Reporter Andrea Mitchell is celebrating 40 years with NBC News and appeared on Comedy Central's "The Daily Show" to discuss the milestone. Host Trevor Noah suggested that the killing of five people in an Annapolis, Maryland, newsroom could be laid at President Trump's door (he wasn't joking). Mitchell demurred but denounced Trump for calling the media the "enemy of the people."
The term certainly has a Soviet echo. That said, conservatives certainly could consider them the enemy. We prefer calling the "objective" media the "opposition party."
"It's not benign," Mitchell proclaimed. "You know, this is something that we first heard from Joseph Stalin. This is very dangerous. It undercuts democracy." Mitchell is far from the first reporter to hear Stalinist echoes in Trump.
But for many years, NBC lionized the Soviet Union for its authoritarianism with a compassionate face. It routinely mourned the end of communism. You think we kid?
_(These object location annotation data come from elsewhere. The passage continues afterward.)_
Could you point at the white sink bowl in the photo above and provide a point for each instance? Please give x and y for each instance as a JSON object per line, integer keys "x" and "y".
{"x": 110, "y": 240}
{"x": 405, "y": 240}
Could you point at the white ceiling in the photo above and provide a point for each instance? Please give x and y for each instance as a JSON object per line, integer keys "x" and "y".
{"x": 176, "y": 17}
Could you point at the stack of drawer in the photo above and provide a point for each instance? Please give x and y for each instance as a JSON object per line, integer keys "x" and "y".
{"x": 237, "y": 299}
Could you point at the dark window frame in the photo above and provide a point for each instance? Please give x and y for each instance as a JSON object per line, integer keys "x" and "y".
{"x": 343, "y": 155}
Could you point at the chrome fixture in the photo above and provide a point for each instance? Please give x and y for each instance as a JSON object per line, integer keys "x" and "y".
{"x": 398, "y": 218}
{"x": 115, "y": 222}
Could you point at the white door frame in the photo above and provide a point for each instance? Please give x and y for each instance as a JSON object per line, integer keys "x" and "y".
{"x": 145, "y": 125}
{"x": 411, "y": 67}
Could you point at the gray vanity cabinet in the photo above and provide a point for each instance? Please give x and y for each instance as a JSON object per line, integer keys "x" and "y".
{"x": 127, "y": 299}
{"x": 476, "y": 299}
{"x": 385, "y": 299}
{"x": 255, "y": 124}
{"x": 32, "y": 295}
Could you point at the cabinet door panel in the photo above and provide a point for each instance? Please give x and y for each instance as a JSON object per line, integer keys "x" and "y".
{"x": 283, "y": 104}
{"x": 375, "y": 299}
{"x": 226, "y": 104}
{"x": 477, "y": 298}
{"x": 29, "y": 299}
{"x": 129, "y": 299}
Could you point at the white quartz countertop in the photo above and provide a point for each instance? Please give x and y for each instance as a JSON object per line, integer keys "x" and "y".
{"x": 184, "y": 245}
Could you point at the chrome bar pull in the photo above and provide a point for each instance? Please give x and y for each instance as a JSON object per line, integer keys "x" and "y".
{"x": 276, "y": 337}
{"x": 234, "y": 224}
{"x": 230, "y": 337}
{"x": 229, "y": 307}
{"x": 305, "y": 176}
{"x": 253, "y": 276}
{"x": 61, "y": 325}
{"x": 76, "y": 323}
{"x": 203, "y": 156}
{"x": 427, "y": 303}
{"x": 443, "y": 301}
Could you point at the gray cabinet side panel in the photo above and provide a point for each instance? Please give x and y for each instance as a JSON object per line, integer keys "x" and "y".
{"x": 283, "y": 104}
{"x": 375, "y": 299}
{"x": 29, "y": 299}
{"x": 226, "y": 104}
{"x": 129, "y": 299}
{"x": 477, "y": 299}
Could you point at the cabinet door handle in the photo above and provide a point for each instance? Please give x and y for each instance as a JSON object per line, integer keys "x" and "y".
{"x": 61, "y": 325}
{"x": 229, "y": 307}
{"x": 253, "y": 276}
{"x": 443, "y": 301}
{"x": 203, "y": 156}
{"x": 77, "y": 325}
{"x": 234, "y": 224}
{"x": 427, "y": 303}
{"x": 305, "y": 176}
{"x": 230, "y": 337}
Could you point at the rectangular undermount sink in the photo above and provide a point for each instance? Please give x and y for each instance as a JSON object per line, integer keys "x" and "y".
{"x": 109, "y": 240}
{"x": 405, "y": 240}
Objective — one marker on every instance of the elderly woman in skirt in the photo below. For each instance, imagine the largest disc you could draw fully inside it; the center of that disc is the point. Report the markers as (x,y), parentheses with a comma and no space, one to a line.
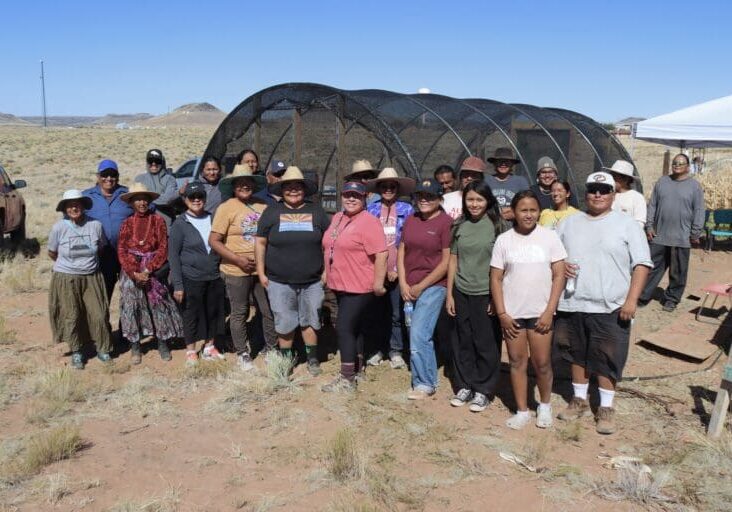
(77,300)
(146,307)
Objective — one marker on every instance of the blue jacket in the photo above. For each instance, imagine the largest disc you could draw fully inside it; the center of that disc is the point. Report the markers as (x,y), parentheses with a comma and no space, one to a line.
(403,210)
(109,213)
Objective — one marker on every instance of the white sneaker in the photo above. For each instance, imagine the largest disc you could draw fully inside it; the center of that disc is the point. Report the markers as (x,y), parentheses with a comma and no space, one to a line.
(519,420)
(375,360)
(397,362)
(544,417)
(245,362)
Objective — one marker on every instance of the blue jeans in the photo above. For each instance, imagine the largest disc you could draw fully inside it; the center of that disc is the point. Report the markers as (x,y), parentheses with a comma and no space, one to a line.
(422,346)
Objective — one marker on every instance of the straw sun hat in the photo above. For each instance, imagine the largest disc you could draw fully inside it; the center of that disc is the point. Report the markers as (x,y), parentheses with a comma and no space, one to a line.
(293,174)
(138,189)
(226,184)
(406,185)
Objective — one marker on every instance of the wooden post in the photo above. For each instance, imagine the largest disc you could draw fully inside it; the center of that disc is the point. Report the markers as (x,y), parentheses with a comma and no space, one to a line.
(721,404)
(297,125)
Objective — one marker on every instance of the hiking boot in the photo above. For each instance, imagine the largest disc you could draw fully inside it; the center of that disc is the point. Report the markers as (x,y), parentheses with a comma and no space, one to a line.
(339,385)
(461,398)
(245,362)
(577,408)
(605,420)
(375,360)
(314,367)
(191,358)
(544,417)
(669,306)
(135,353)
(164,350)
(397,362)
(211,353)
(77,361)
(479,402)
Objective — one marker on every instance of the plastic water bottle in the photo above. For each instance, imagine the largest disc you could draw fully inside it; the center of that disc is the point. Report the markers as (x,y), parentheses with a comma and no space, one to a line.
(572,283)
(408,310)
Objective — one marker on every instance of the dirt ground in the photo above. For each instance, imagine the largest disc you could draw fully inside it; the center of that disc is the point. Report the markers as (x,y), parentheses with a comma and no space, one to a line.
(159,437)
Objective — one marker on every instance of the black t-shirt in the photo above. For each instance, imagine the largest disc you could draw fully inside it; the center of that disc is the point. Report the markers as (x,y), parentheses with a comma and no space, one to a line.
(294,252)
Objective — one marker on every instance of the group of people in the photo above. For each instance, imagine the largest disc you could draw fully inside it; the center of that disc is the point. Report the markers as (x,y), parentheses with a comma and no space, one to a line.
(468,260)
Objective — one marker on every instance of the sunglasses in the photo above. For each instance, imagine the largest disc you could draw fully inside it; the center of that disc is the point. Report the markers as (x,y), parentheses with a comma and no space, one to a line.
(594,188)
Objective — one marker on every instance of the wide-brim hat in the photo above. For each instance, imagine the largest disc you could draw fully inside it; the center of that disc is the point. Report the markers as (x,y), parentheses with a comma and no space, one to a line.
(503,154)
(293,173)
(621,167)
(226,184)
(406,185)
(361,167)
(138,189)
(73,195)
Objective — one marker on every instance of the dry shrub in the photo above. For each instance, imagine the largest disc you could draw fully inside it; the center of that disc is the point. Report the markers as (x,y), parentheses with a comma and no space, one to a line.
(344,459)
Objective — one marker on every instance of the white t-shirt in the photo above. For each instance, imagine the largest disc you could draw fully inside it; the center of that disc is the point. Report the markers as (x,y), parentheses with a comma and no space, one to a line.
(632,203)
(526,261)
(452,203)
(607,249)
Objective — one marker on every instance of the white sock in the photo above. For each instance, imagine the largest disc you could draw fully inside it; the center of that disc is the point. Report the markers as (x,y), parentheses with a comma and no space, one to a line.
(580,390)
(606,397)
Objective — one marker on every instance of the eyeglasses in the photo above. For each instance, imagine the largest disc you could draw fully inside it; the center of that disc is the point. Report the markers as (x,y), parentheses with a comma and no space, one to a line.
(602,189)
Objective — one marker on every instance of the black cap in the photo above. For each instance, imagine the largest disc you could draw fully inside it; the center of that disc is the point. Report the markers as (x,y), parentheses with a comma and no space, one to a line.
(155,155)
(195,188)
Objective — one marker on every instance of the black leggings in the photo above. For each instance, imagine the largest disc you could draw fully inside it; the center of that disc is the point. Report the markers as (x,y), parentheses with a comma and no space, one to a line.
(477,351)
(353,311)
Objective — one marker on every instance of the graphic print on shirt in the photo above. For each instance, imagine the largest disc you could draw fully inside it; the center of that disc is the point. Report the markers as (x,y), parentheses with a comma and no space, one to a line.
(296,222)
(249,226)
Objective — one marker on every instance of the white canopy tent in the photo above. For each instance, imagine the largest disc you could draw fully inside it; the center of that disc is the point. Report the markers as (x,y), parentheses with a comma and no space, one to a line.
(700,126)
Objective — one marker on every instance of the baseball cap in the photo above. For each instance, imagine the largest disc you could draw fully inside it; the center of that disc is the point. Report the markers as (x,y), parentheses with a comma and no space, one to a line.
(276,168)
(194,188)
(429,186)
(107,165)
(354,186)
(601,178)
(154,155)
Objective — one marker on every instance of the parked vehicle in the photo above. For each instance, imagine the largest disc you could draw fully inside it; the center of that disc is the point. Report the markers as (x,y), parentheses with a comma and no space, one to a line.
(12,207)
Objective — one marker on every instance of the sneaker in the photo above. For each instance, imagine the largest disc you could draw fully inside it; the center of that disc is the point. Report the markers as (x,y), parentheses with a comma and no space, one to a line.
(577,408)
(519,420)
(211,353)
(397,362)
(245,362)
(340,385)
(77,361)
(605,420)
(135,353)
(479,402)
(669,306)
(165,354)
(191,358)
(314,367)
(419,394)
(375,360)
(544,417)
(461,398)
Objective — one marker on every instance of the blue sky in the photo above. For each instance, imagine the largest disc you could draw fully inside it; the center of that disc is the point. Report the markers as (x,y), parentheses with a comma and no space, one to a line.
(606,59)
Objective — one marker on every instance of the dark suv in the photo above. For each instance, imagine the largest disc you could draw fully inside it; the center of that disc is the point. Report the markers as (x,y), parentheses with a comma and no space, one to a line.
(12,207)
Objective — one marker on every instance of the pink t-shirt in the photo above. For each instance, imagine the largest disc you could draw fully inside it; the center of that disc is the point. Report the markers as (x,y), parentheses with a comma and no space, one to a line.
(424,241)
(349,248)
(526,261)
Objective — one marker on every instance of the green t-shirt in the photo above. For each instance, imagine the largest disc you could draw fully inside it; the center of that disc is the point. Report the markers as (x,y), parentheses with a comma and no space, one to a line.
(473,245)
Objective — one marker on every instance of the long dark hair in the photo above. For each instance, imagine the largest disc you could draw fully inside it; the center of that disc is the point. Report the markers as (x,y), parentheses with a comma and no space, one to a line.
(479,187)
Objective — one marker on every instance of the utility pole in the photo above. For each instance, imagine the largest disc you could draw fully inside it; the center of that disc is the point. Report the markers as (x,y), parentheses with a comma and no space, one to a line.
(43,96)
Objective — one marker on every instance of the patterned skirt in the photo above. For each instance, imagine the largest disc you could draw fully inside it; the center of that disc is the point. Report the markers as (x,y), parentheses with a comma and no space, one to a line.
(144,312)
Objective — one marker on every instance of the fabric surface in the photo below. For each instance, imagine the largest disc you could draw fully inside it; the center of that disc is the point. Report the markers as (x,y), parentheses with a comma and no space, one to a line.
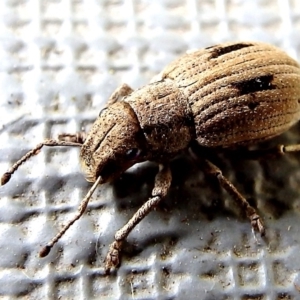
(59,62)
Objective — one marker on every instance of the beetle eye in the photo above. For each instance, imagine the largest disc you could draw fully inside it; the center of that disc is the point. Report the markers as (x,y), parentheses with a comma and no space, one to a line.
(133,153)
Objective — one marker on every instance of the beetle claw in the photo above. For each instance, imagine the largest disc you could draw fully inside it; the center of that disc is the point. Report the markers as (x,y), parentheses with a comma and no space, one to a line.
(257,224)
(113,256)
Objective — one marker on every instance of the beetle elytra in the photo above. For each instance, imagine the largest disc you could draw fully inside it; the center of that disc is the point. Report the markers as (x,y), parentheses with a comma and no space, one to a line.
(222,96)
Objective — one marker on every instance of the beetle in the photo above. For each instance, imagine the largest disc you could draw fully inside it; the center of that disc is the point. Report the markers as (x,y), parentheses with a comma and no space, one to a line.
(227,95)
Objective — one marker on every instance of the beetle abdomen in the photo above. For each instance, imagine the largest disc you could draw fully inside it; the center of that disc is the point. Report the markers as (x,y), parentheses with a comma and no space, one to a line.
(239,92)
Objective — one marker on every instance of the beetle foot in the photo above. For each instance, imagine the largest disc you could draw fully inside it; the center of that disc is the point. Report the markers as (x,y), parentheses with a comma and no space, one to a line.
(113,256)
(257,224)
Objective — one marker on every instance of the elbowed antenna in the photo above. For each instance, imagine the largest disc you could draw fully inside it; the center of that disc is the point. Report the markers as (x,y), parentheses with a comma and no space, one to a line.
(81,209)
(51,143)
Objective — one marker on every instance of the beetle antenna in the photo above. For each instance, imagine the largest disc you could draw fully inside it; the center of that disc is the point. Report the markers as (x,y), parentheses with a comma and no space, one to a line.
(50,143)
(81,209)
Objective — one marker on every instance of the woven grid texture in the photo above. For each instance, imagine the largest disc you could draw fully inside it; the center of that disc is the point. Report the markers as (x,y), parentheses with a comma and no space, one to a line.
(59,62)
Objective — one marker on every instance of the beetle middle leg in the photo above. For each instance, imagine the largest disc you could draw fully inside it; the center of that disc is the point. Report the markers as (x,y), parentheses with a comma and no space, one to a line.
(161,186)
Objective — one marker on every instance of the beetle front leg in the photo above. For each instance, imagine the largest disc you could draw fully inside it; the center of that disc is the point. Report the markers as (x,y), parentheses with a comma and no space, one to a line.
(161,187)
(251,213)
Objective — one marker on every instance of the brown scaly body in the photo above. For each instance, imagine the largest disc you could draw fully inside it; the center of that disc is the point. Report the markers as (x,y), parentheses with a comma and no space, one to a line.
(221,96)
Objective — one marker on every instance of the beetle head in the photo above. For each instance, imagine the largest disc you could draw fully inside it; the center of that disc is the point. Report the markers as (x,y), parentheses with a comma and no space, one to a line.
(114,143)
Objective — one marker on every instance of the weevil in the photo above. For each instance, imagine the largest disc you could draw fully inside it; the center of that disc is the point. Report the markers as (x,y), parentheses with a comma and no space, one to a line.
(224,96)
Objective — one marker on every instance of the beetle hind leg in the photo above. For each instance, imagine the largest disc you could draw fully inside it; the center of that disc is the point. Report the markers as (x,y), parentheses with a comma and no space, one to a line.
(250,211)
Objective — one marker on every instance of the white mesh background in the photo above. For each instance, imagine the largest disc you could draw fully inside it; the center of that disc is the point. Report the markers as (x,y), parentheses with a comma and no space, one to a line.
(59,62)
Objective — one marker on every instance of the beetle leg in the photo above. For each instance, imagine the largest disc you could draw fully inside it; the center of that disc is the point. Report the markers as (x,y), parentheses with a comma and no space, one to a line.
(119,93)
(51,143)
(78,137)
(235,194)
(161,186)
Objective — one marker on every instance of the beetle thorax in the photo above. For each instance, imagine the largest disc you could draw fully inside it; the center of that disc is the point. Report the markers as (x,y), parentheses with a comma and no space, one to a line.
(164,116)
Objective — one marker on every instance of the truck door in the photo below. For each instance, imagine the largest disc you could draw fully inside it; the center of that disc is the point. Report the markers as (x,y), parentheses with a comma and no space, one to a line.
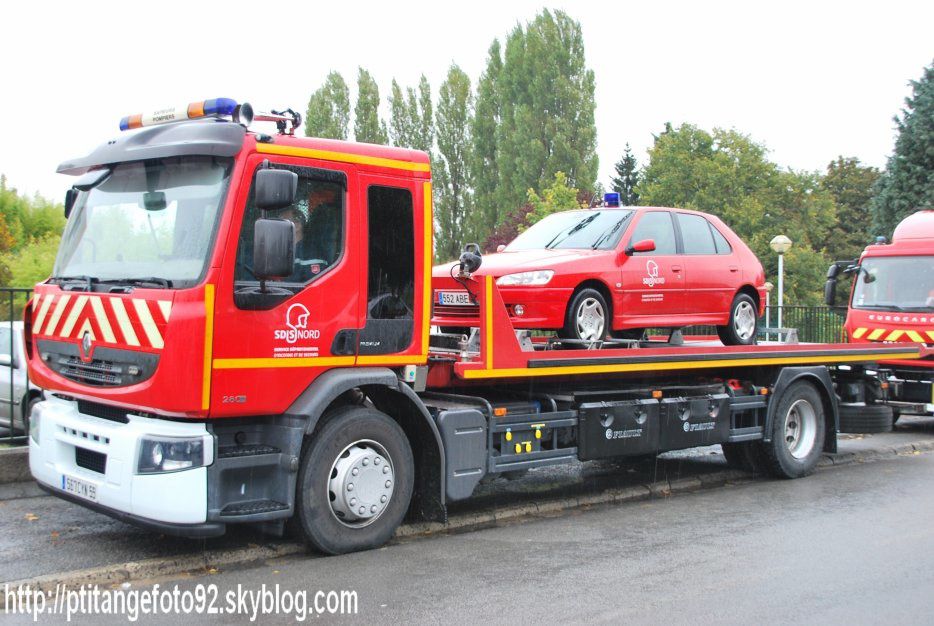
(653,282)
(280,336)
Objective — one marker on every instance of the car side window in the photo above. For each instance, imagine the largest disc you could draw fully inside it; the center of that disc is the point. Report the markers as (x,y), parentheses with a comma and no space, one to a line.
(656,225)
(317,217)
(695,234)
(723,246)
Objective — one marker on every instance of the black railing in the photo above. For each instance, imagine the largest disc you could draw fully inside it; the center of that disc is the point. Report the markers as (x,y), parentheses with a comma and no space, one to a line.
(15,391)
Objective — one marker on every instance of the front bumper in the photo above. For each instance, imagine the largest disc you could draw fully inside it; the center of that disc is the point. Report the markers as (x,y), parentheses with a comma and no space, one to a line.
(174,503)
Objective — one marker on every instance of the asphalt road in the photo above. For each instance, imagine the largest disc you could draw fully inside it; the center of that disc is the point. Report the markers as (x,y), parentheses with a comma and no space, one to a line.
(847,545)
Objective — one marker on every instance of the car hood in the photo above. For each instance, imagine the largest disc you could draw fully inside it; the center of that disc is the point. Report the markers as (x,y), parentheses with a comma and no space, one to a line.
(502,263)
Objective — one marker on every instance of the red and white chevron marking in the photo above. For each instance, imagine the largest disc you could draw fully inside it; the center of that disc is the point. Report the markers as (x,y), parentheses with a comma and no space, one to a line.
(109,319)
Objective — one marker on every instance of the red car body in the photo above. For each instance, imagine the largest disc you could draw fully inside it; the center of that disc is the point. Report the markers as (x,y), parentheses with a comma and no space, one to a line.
(670,287)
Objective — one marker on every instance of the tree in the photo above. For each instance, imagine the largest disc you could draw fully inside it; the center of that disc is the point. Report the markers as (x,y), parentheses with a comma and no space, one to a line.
(452,167)
(368,128)
(626,179)
(908,181)
(328,114)
(851,186)
(546,99)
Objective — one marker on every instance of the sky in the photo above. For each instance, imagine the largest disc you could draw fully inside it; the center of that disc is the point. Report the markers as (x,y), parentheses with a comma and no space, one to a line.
(810,80)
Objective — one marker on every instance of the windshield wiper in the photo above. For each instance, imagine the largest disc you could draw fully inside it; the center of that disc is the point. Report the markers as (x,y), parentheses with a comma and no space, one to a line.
(165,283)
(87,281)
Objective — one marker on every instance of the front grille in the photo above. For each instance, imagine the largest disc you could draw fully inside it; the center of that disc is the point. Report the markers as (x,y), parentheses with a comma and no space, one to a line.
(471,311)
(103,411)
(90,460)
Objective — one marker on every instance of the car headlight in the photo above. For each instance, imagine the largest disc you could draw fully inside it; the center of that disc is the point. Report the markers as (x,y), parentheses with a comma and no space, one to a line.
(538,277)
(170,454)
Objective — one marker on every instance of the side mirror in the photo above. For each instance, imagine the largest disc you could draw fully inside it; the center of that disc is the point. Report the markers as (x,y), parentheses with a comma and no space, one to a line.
(275,189)
(273,248)
(646,245)
(70,196)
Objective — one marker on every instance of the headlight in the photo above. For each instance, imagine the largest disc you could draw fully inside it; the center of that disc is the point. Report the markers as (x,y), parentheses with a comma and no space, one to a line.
(169,454)
(538,277)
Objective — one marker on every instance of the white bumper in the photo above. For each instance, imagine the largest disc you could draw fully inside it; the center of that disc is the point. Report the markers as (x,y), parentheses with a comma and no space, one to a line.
(171,498)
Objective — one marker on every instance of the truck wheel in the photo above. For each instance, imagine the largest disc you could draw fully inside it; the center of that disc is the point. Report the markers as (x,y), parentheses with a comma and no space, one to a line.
(587,317)
(741,328)
(866,418)
(355,481)
(797,433)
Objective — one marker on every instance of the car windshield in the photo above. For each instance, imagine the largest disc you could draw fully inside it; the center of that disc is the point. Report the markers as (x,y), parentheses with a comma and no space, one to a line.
(896,284)
(147,222)
(597,229)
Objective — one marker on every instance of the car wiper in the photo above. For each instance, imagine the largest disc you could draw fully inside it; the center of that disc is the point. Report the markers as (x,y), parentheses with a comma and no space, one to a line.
(88,281)
(165,283)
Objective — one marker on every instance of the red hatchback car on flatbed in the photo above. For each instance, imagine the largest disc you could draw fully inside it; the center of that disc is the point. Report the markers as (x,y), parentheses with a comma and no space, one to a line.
(593,273)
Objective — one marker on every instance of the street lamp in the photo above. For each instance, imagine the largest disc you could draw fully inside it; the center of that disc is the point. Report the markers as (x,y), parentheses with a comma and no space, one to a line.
(780,244)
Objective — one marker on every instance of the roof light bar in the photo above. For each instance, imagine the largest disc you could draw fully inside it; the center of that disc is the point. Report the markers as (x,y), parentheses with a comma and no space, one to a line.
(241,113)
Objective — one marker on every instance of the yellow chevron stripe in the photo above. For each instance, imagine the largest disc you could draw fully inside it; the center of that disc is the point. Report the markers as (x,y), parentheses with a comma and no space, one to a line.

Take former NBC News correspondent Bob Abernethy, who said, "Congress changed the Soviet Constitution to permit limited private ownership of small factories, although laws remain against exploitation of everyone else."
Even in 2014, during the Winter Olympics in Sochi, Russia, NBC reporter Stephanie Gosk was swooning over Stalin in Moscow: "Stalin promised the metro would be a palace for the people, and so it is: open architecture, mosaics, even chandeliers."
Today, Dan Rather attacks Trump's attacks on the press as "undemocratic." But 30 years ago, democracy wasn't so admirable. "Despite what many Americans think, most Soviets do not yearn for capitalism or Western-style democracy," Rather asserted on CBS in 1987. The next year, Rather added, "The reality is that even if the communist state were to protect individual rights aggressively, many of its people are not prepared to tolerate diversity."
The New York Times also lectured President Trump on the "enemy of the people" label, writing, "It is difficult to know if President Trump is aware of the historic resonance of the term, a label generally associated with despotic communist governments rather than democracies."
This is The New York Times we're talking about! This is the newspaper that won a Pulitzer for Walter Duranty's shameless denial of a horrific famine in the Ukraine under Stalin, a Pulitzer that has never been returned. This is the newspaper that sent Herbert Matthews to glamorize Fidel Castro into power, foolishly denying he was a communist.
Even today, Stalin's evil reputation is more debatable than Donald Trump's in The Times' news pages.
A recent Times story by Sarah Lyall written in Volgograd, Russia, highlighted a Russian woman named Irina Rubaeva. "Ms. Rubaeva has a jolly 'Uncle Joe' Stalin figurine on her desk," Lyall writes, "and a more imperious Stalin bust against the wall. She says she likes having him around. More than that, she believes it is time to restore his name to the city whose history all but belongs to him."
The Times found it fit to print that Rubaeva declared, "Stalin is to be praised for his political and economic achievements," and that a local Communist Party chief added, "They still consider Stalin a liberator there, and it is right that there should be a monument to him." It has also publicized Chinese communists who still get a thrill up their leg for murderous Mao Zedong.
Considering their shoddy record of offering "resistance" to totalitarian communism, these journalists should really be much quieter and humbler about who's been friendlier to dictators.